En quoi Pacôme peut-il nous parler aujourd’hui ?

Pacôme a peu écrit mais a prononcé de nombreux conseils, catéchèses et exhortations retranscrits par ses disciples, qui étaient fortement impressionnés par ses paroles « semblables à des éclairs lumineux ». Cette littérature monastique peut sembler éloignée de notre quotidien, pourtant on trouvera dans ses Conseils à un moine rancunier, par exemple, une analyse fine du monde intérieur des passions qui « grouillent » en nous, remarque sœur Marie. « La rancune, comme la jalousie ou la colère, ne sont que la tête de pont – le symptôme pour ainsi dire – de toute une vie intérieure qui n’est pas encore pacifiée et que décrit Pacôme. »« Les postures ne sont pas tout à fait superposables avec les sciences humaines actuelles mais le dynamisme du texte de Pacôme, lui, est le même : il s’agit de faire sortir de l’enfermement en soi », poursuit la bénédictine, énonçant trois conseils. Tout d’abord, ne jamais s’affoler de ce qui surgit de soi. « Lorsqu’on est en colère, c’est souvent d’abord contre soi. Finalement on est très déçu par soi-même ! » Deuxièmement, « ne pas se juger et, par ricochet, ne pas juger les autres ».

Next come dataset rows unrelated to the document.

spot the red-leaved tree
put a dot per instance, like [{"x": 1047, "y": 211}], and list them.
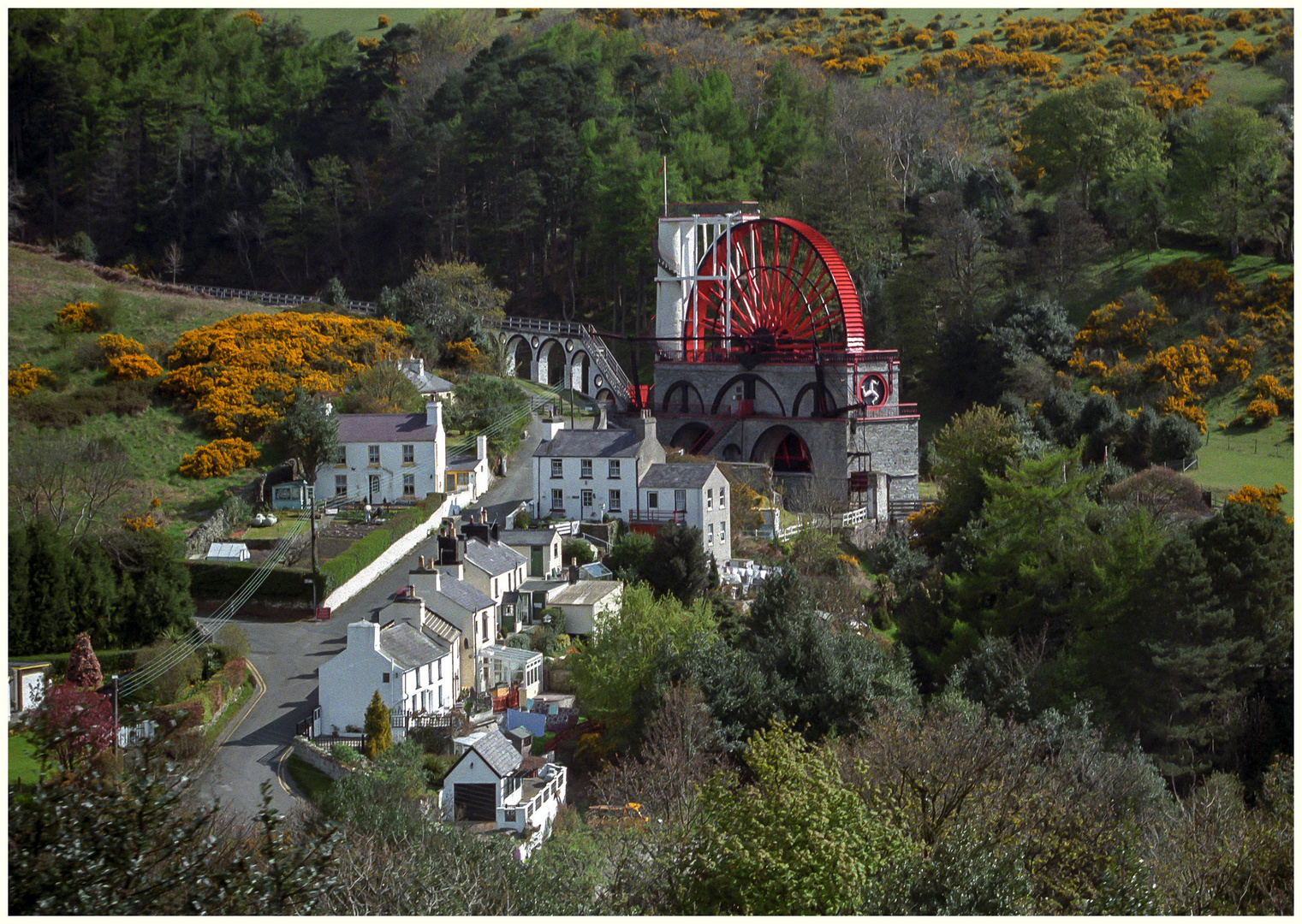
[
  {"x": 72, "y": 726},
  {"x": 82, "y": 666}
]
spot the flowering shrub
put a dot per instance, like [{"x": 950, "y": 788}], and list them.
[
  {"x": 217, "y": 459},
  {"x": 27, "y": 379},
  {"x": 240, "y": 374},
  {"x": 1267, "y": 500},
  {"x": 133, "y": 366},
  {"x": 1262, "y": 412},
  {"x": 81, "y": 317}
]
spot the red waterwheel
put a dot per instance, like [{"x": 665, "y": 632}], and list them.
[{"x": 779, "y": 287}]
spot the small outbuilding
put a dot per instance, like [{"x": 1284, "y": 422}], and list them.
[{"x": 228, "y": 552}]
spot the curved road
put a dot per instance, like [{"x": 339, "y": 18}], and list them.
[{"x": 285, "y": 654}]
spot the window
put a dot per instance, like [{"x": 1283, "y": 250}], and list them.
[{"x": 456, "y": 482}]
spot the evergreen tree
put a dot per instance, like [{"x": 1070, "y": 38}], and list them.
[
  {"x": 379, "y": 734},
  {"x": 82, "y": 666}
]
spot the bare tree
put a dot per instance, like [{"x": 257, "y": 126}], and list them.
[
  {"x": 174, "y": 259},
  {"x": 69, "y": 481}
]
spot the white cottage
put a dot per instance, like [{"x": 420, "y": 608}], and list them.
[
  {"x": 412, "y": 668},
  {"x": 385, "y": 457},
  {"x": 492, "y": 782}
]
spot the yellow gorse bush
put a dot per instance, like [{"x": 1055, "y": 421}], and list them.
[
  {"x": 27, "y": 379},
  {"x": 81, "y": 317},
  {"x": 217, "y": 459},
  {"x": 240, "y": 374}
]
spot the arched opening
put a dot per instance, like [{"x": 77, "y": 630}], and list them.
[
  {"x": 521, "y": 357},
  {"x": 806, "y": 401},
  {"x": 784, "y": 449},
  {"x": 554, "y": 356},
  {"x": 682, "y": 397},
  {"x": 742, "y": 394},
  {"x": 580, "y": 372},
  {"x": 692, "y": 436}
]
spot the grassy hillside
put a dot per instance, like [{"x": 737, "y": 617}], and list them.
[{"x": 155, "y": 440}]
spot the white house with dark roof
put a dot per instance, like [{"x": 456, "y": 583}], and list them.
[
  {"x": 585, "y": 474},
  {"x": 492, "y": 782},
  {"x": 412, "y": 668},
  {"x": 540, "y": 547},
  {"x": 689, "y": 494},
  {"x": 586, "y": 604},
  {"x": 387, "y": 457},
  {"x": 459, "y": 603}
]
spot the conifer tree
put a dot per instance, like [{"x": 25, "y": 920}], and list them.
[
  {"x": 379, "y": 736},
  {"x": 82, "y": 666}
]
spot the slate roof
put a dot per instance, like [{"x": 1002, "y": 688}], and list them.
[
  {"x": 592, "y": 444},
  {"x": 462, "y": 594},
  {"x": 585, "y": 592},
  {"x": 497, "y": 752},
  {"x": 492, "y": 560},
  {"x": 384, "y": 429},
  {"x": 407, "y": 647},
  {"x": 677, "y": 475},
  {"x": 526, "y": 536}
]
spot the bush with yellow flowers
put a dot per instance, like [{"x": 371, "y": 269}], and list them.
[
  {"x": 219, "y": 459},
  {"x": 240, "y": 374},
  {"x": 27, "y": 379},
  {"x": 81, "y": 317}
]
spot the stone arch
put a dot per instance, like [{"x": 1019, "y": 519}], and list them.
[
  {"x": 784, "y": 449},
  {"x": 551, "y": 362},
  {"x": 750, "y": 382},
  {"x": 682, "y": 397},
  {"x": 580, "y": 372},
  {"x": 689, "y": 435},
  {"x": 521, "y": 357},
  {"x": 807, "y": 396}
]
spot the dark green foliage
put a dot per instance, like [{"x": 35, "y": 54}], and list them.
[
  {"x": 307, "y": 432},
  {"x": 679, "y": 562},
  {"x": 124, "y": 589},
  {"x": 792, "y": 666},
  {"x": 135, "y": 844}
]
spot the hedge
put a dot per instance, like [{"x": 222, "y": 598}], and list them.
[
  {"x": 369, "y": 548},
  {"x": 214, "y": 581}
]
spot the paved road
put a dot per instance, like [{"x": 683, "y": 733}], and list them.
[{"x": 285, "y": 654}]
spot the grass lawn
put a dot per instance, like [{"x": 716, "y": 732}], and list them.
[
  {"x": 22, "y": 763},
  {"x": 309, "y": 779}
]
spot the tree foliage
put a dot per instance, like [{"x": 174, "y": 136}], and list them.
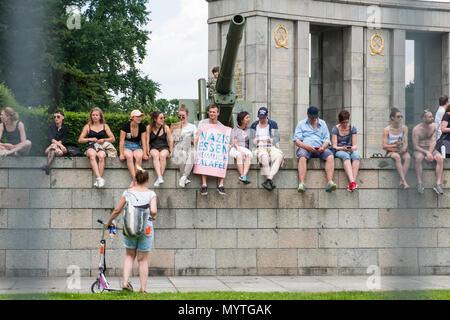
[{"x": 45, "y": 62}]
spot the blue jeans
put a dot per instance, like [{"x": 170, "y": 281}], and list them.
[
  {"x": 143, "y": 242},
  {"x": 132, "y": 145},
  {"x": 345, "y": 155}
]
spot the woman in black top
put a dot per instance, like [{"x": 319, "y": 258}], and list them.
[
  {"x": 160, "y": 142},
  {"x": 133, "y": 143},
  {"x": 57, "y": 136},
  {"x": 14, "y": 131},
  {"x": 96, "y": 131}
]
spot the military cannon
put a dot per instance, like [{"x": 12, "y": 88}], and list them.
[{"x": 224, "y": 96}]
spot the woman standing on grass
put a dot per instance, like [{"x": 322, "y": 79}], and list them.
[{"x": 137, "y": 247}]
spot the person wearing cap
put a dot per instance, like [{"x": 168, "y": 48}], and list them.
[
  {"x": 132, "y": 145},
  {"x": 312, "y": 139},
  {"x": 264, "y": 137}
]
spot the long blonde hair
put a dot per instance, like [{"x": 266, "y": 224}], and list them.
[
  {"x": 102, "y": 117},
  {"x": 13, "y": 116}
]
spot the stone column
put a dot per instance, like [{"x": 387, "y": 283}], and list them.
[
  {"x": 377, "y": 89},
  {"x": 354, "y": 79},
  {"x": 446, "y": 63},
  {"x": 257, "y": 55},
  {"x": 214, "y": 47},
  {"x": 398, "y": 69},
  {"x": 301, "y": 72},
  {"x": 282, "y": 79}
]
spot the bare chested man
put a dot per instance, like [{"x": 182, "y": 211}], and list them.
[{"x": 424, "y": 142}]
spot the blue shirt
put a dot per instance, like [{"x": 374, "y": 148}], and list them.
[{"x": 314, "y": 138}]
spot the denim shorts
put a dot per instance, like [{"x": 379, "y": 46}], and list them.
[
  {"x": 143, "y": 242},
  {"x": 132, "y": 145},
  {"x": 345, "y": 155},
  {"x": 306, "y": 154}
]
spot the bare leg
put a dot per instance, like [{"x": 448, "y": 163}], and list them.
[
  {"x": 439, "y": 167},
  {"x": 418, "y": 166},
  {"x": 155, "y": 156},
  {"x": 142, "y": 258},
  {"x": 239, "y": 164},
  {"x": 101, "y": 162},
  {"x": 130, "y": 165},
  {"x": 128, "y": 265},
  {"x": 355, "y": 169},
  {"x": 247, "y": 163},
  {"x": 329, "y": 167},
  {"x": 92, "y": 154},
  {"x": 302, "y": 165},
  {"x": 349, "y": 170},
  {"x": 163, "y": 160}
]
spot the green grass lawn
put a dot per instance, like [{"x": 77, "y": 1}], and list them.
[{"x": 349, "y": 295}]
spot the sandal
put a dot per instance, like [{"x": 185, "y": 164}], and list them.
[
  {"x": 377, "y": 155},
  {"x": 128, "y": 287}
]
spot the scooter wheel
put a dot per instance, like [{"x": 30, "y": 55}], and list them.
[{"x": 97, "y": 287}]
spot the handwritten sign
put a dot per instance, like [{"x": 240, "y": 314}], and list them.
[{"x": 211, "y": 157}]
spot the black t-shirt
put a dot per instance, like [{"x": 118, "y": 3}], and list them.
[
  {"x": 446, "y": 117},
  {"x": 126, "y": 127},
  {"x": 58, "y": 135}
]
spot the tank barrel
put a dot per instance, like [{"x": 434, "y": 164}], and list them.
[{"x": 226, "y": 73}]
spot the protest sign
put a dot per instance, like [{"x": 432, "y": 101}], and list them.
[{"x": 211, "y": 157}]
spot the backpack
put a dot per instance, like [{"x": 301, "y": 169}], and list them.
[{"x": 134, "y": 219}]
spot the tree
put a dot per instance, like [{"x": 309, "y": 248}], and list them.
[{"x": 79, "y": 67}]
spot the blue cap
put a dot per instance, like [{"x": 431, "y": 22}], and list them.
[
  {"x": 263, "y": 112},
  {"x": 313, "y": 112}
]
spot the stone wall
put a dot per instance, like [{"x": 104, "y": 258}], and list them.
[{"x": 48, "y": 223}]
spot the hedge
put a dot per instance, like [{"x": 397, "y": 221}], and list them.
[{"x": 37, "y": 120}]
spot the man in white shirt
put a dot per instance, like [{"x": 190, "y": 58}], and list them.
[
  {"x": 213, "y": 114},
  {"x": 443, "y": 104}
]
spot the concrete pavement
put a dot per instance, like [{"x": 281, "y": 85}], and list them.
[{"x": 234, "y": 283}]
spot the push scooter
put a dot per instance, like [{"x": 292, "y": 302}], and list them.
[{"x": 101, "y": 283}]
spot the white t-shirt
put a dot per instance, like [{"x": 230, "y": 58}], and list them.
[
  {"x": 263, "y": 134},
  {"x": 206, "y": 121},
  {"x": 438, "y": 119},
  {"x": 138, "y": 198}
]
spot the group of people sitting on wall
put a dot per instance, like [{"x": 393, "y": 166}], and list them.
[{"x": 259, "y": 139}]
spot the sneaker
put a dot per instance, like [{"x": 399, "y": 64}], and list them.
[
  {"x": 438, "y": 189},
  {"x": 266, "y": 185},
  {"x": 351, "y": 187},
  {"x": 420, "y": 188},
  {"x": 101, "y": 182},
  {"x": 221, "y": 190},
  {"x": 272, "y": 185},
  {"x": 331, "y": 186},
  {"x": 46, "y": 168},
  {"x": 182, "y": 182},
  {"x": 158, "y": 181},
  {"x": 301, "y": 187}
]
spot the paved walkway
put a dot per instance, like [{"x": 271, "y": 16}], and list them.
[{"x": 235, "y": 283}]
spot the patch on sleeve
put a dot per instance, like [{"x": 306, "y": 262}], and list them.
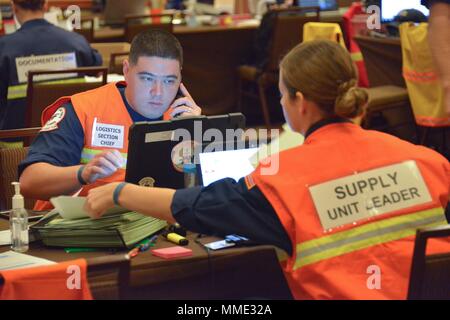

Enfin : accueillir sur soi le regard du Christ. « Un regard aimant et consolateur. En grec, remarque sœur Marie, ce terme évoque le père qui console son enfant, mais il signifie aussi celui qui redonne de la force. » Autrement dit, apprendre à s’aimer et se laisser aimer, là où rancune et colère s’enracinent souvent dans un déficit d’amour de soi.

Céline Hoyeau et Claire Lesegretain

(1) Collection « La Manne des Pères » (Éd. Saint-Léger), dans laquelle elle a publié Pacôme, conseils à un moine rancunier, 51 p., 12 €. (2) La Vie de saint Pacôme selon la tradition copte,Éd. de Bellefontaine, coll. « Spiritualité orientale 38 », 383 p., 1984.